Since years ago, when one Neanderthal individual from Gibraltar was identified as having reddish hair color (but not via the Homo sapiens alleles but a different one of their own), some authors have idealized Neanderthals as hyper-white. For example the Gibraltar kid whose reconstruction is pictured at the right, whose skin looks unhealthily way too pale to be living in Andalusia (the Ice Age would not affect solar radiation in principle, only temperature).
Now other researchers have inferred that the Neanderthals from Vindija cave (Croatia) probably had brown eyes, hair and even skin, which is described as tawny, a light brown/orange shade.
Caio C. Cerqueira et al., Predicting homo pigmentation phenotype through genomic data: From neanderthal to James Watson. American Journal of Human Biology 2012. Pay per view.

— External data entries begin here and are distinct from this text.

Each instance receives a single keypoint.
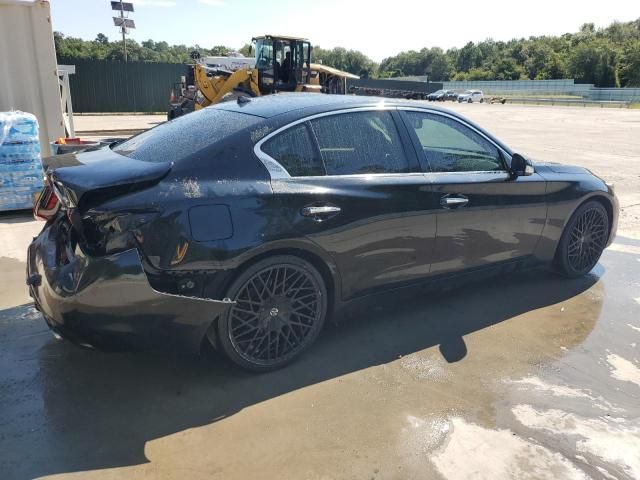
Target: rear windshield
(180, 138)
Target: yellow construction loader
(281, 64)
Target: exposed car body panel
(97, 300)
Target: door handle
(453, 201)
(320, 213)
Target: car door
(484, 214)
(355, 187)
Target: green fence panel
(107, 86)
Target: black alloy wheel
(583, 240)
(281, 305)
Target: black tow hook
(34, 280)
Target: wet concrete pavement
(524, 375)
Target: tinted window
(294, 150)
(452, 147)
(361, 142)
(180, 138)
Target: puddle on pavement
(521, 376)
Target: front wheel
(583, 240)
(281, 306)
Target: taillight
(46, 205)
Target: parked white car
(471, 96)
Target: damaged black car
(247, 224)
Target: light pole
(123, 22)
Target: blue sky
(379, 29)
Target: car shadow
(99, 409)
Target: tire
(281, 300)
(583, 240)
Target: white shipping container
(28, 71)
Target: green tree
(629, 65)
(593, 61)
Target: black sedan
(248, 223)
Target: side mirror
(520, 166)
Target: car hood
(99, 171)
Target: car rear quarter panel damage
(96, 300)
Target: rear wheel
(583, 240)
(281, 305)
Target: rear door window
(451, 146)
(360, 143)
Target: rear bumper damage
(107, 302)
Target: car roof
(272, 105)
(299, 105)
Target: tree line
(606, 57)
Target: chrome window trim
(278, 172)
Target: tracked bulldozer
(281, 64)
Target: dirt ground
(523, 376)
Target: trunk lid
(84, 178)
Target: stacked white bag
(20, 164)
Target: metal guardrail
(569, 101)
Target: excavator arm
(214, 88)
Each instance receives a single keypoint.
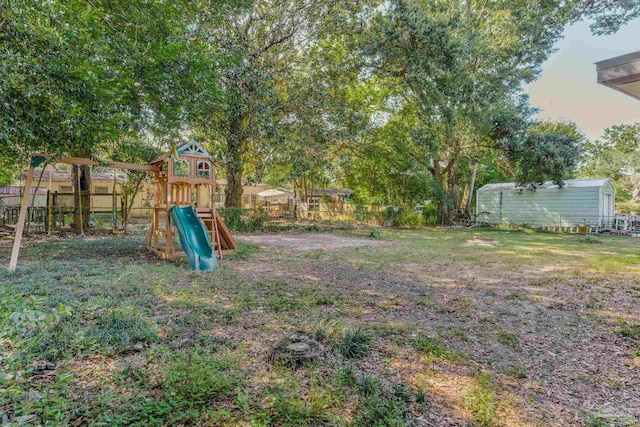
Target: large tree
(616, 156)
(458, 67)
(78, 75)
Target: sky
(567, 88)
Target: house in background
(577, 202)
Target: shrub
(354, 343)
(430, 214)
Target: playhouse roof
(190, 147)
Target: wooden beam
(89, 162)
(17, 240)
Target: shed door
(607, 209)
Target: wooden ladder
(208, 217)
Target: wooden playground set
(184, 183)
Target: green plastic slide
(194, 238)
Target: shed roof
(568, 183)
(66, 175)
(621, 73)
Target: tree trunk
(443, 208)
(635, 193)
(233, 190)
(470, 186)
(81, 179)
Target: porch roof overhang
(621, 73)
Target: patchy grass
(432, 348)
(354, 342)
(98, 331)
(482, 402)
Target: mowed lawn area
(425, 327)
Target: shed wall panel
(547, 206)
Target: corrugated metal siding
(552, 206)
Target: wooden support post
(24, 204)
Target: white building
(578, 201)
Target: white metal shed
(578, 201)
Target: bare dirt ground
(307, 242)
(546, 330)
(466, 328)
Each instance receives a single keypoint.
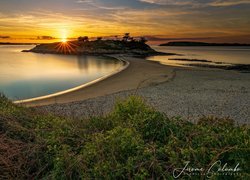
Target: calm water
(28, 75)
(227, 55)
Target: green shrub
(132, 142)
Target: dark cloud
(4, 37)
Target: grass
(132, 142)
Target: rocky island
(82, 46)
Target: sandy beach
(190, 93)
(138, 74)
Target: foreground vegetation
(133, 142)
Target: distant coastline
(9, 43)
(191, 43)
(97, 47)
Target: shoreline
(134, 74)
(123, 67)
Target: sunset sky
(203, 20)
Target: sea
(218, 55)
(28, 75)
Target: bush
(132, 142)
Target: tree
(126, 37)
(99, 38)
(83, 39)
(143, 40)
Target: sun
(64, 40)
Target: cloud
(169, 2)
(4, 37)
(198, 3)
(229, 2)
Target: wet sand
(139, 73)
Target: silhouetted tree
(99, 38)
(126, 37)
(116, 38)
(83, 39)
(143, 40)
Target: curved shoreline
(123, 67)
(139, 73)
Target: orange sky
(162, 20)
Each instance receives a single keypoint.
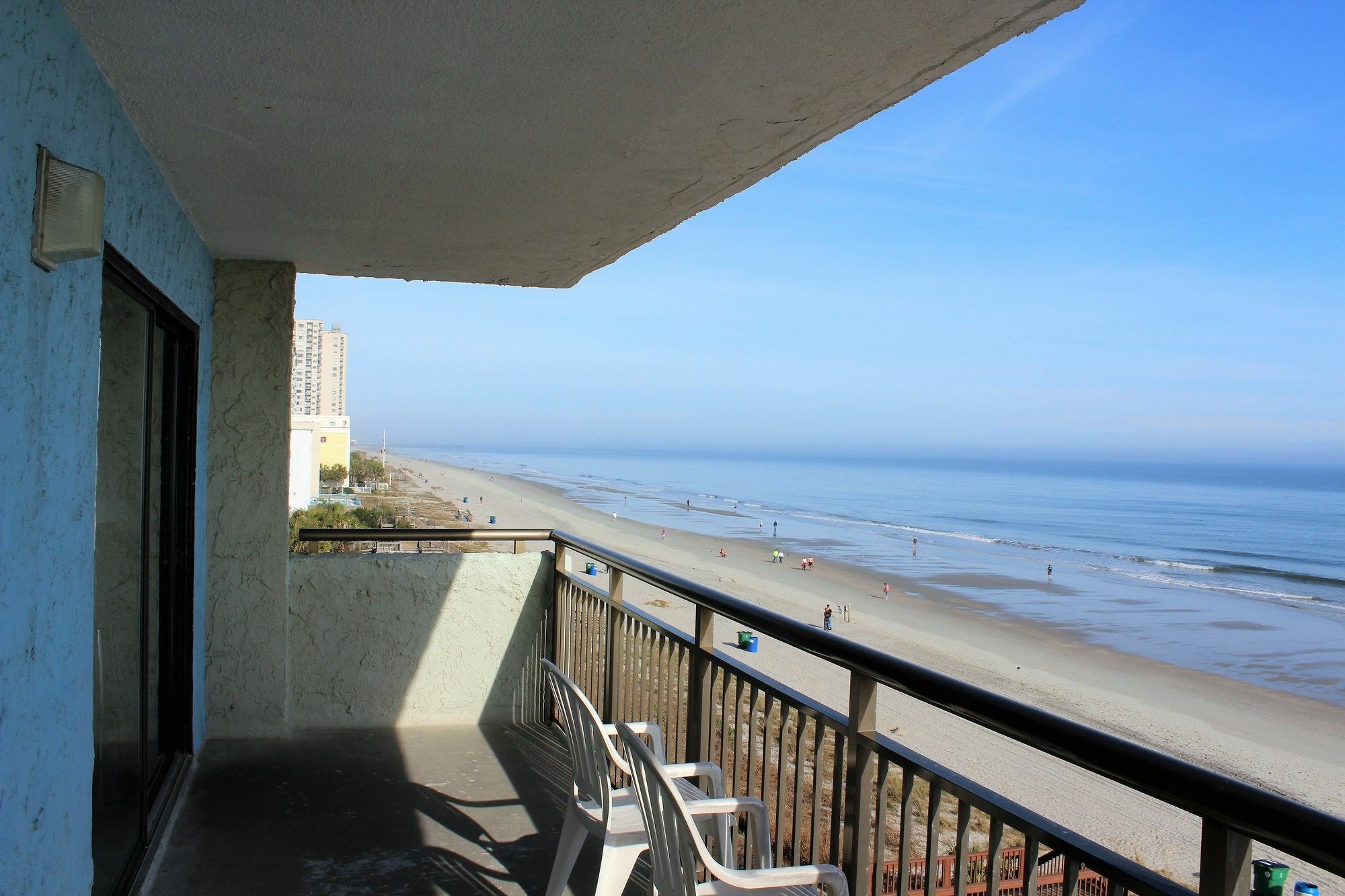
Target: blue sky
(1118, 237)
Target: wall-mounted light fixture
(67, 213)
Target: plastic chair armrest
(828, 876)
(650, 729)
(699, 770)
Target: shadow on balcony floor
(426, 810)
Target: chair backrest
(675, 845)
(590, 747)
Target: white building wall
(302, 459)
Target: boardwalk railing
(837, 790)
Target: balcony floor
(423, 810)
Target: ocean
(1237, 571)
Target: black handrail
(1277, 821)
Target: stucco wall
(248, 494)
(53, 93)
(416, 639)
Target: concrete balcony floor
(423, 810)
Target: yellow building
(315, 442)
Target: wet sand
(1295, 745)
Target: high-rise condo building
(318, 374)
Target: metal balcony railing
(839, 790)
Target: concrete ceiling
(510, 142)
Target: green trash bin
(1269, 877)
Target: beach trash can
(1269, 877)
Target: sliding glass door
(143, 534)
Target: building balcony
(419, 752)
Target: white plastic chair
(676, 846)
(598, 809)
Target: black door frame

The paper is widely discussed at a free article in Science magazine, titled: Were some Neanderthals blue eyed girls?, where the likes of Lalueza-Fox and John Hawks ponder the conclusions, rather critically.
Of course, the conclusions are far from straightforward:
One complication is that traits such as hair color are controlled by multiple genes. To determine the cumulative impact of multiple genes on one trait, the authors assumed they could simply add together the impact of individual genes. The female Neandertal known as Vi33.26, for example, had seven genes for brown eyes, one for “not-brown” eyes, three for blue eyes, and four for “not-blue eyes.” By the researchers’ reckoning, that means a six-gene balance in favor of brown and a negative balance for blue, so Vi33.26’s eyes were probably brown. According to this method, all three Neandertals had a dark complexion and brown eyes, and although one was red-haired, two sported brown locks.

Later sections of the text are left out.